In other sectors like research and medicine, it's considered natural to ask "Is there any independent evidence supporting the net gain from spending time and money on X?". Even though the IT world spends huge amounts of resources on AV, I've yet to see studies which provide such evidence. Sure, there are reports demonstrating that a given product detects malware XYZ (though not necessarily malware ZYX). But where's a study which documents how that detection makes a system more secure? Bear in mind that a file with malware might not get a chance to infect, because it relies on specific user interaction which is unlikely to happen, or it may rely on operating system vulnerabilities which have been patched long ago. On the other hand, when the AV product sometimes introduces gaping security holes, then the overall gain may well be negative.

Down-to-earth evidence of AV's questionable role

The above may appear overly academic, so here are some down-to-earth observations:

  • Billions of Internet-connected devices run without AV software, and it generally works very well. Phone operating systems get software through well-understood, curated channels, and they have built-in robustness such as sandboxing and ASLR. So even though the smartphone ecosystem mainly consists of happy-go-lucky non-technical end-users, we have seen very little (if any) akin to an ILOVEYOU pandemic, and we see very little ransomware on phones.

  • I did not have to clean up after the CrowStrike incident.

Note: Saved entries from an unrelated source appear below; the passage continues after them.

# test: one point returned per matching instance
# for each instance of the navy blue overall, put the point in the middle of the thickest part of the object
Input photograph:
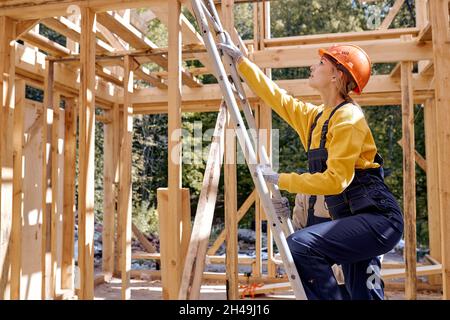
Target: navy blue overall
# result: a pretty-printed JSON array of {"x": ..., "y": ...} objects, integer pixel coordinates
[{"x": 366, "y": 223}]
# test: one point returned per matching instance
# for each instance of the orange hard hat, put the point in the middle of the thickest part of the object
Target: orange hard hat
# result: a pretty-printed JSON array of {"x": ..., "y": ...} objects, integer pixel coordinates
[{"x": 354, "y": 59}]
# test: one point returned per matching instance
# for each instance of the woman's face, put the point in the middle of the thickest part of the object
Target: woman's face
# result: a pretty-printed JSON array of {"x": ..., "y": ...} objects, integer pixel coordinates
[{"x": 322, "y": 74}]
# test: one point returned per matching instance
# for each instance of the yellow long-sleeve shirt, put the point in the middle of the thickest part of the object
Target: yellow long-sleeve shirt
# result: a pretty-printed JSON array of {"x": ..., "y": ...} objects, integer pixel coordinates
[{"x": 349, "y": 141}]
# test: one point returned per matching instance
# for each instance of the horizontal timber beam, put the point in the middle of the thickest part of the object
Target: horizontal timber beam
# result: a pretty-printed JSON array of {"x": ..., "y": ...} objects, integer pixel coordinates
[
  {"x": 23, "y": 10},
  {"x": 381, "y": 90}
]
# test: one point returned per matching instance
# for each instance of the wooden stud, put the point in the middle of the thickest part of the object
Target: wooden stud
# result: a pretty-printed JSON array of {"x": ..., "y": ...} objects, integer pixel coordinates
[
  {"x": 17, "y": 218},
  {"x": 68, "y": 235},
  {"x": 441, "y": 46},
  {"x": 164, "y": 222},
  {"x": 231, "y": 223},
  {"x": 54, "y": 185},
  {"x": 230, "y": 182},
  {"x": 174, "y": 149},
  {"x": 409, "y": 180},
  {"x": 109, "y": 201},
  {"x": 86, "y": 158},
  {"x": 46, "y": 262},
  {"x": 391, "y": 15},
  {"x": 7, "y": 71},
  {"x": 125, "y": 189},
  {"x": 434, "y": 232},
  {"x": 195, "y": 258},
  {"x": 240, "y": 214}
]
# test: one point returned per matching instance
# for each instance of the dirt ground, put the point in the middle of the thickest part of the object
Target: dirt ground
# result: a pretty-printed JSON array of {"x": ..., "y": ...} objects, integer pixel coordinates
[{"x": 151, "y": 290}]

But in my professional life, I've lately had to deal with detrimental effects from another AV product: That AV product had suddenly decided to "eat" a DLL file from a perfectly valid piece of software which had been installed weeks before. As a consequence, a rather important service stopped working. Paradoxically, the impacted service was helping us conduct safe IT practices. It took time and money to get things back running, and it has happened several times. I'm sure many of you have also seen AV software constitute a source of arbitrary and unpredictable outage.


AV at odds with pillars of secure IT practice

Let's step back and review decade-old basic system administration principles, and how they are often broken by AV:

  • Install as little software as possible in order to limit attack surfaces – especially minimize software which runs with high privileges. AV breaks this principle, because it's perfectly possible to run a computer without an AV add-on (which millions of Macs and Linux servers, and probably also some Windows servers, do).

  • Keep your software up-to-date in order to close the holes which malware will try to exploit. I've seen several cases where AV would conflict with software updates from Microsoft, making this principle harder to follow.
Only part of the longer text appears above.